India’s SC announces verdict on Babri Mosque case

Author: Web Desk

India’s Supreme Court (SC) has on Saturday announced verdict in favor of Ram Mandir and directed to allot a separate land of five-acre to Muslims for mosque while pronouncing its judgment in the Ayodhya Ram Janmabhoomi-Babri Masjid title suit.

The verdict was announced by an SC constitution bench headed by Chief Justice Ranjan Gogoi. As per the ruling, a temple will be constructed on the disputed site in Ayodhya while Muslims will be given an alternate land within the city.

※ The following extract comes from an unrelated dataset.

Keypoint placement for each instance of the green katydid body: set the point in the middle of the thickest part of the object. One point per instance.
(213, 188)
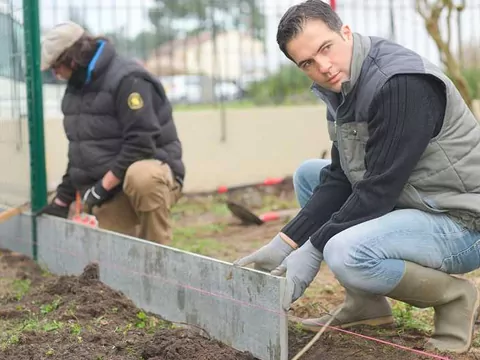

The verdict was unanimous.

The decision has sent shudders through many in the 200-million-strong Muslim minority who fear that the Bharatiya Janata Party (BJP) is bent on turning India into a purely Hindu nation.

The ruling over the holy site had been contested for centuries by Hindus and Muslims, which in 1992 sparked some of the deadliest sectarian violence since independence.

Police were put on alert nationwide ahead of the ruling, with thousands of extra security personnel deployed and schools closed in and around the northern city of Ayodhya, centre of the spat.

Hardliners among India’s majority Hindus, including supporters of Prime Minister Narendra Modi’s BJP, believe that Ram, the warrior god, was born in Ayodhya.

They say that in the 16th century, a Muslim emperor from the Mughal dynasty that ruled northern Indian for centuries built a mosque at the 2.3-acre (1.1-hectare) site.

In the 1980s, as Hindu nationalism and the BJP began to strengthen, pressure grew for the mosque to be knocked down and replaced by a vast Hindu temple.

In 1992, a Hindu mob estimated to number 200,000 did just that, reducing the 460-year-old mosque to rubble.

This unleashed some of the worst religious riots since India’s bloody partition in 1947, leaving around 2,000 people dead, mainly Muslims.

Ten years later, 59 Hindu activists died in a blaze on a train from Ayodhya, sparking riots in Gujarat state — when Modi was premier — that saw upwards of 1,000 people perish.

In 2010, a High Court ruled that Muslims and Hindus should split the site — albeit unevenly, with Hindus granted the lion’s share.

Both Hindu and Muslim groups appealed and the Supreme Court in 2011 stayed the lower court’s ruling, leaving the issue unresolved. The BJP had campaigned for years for a temple to be built at Ayodhya.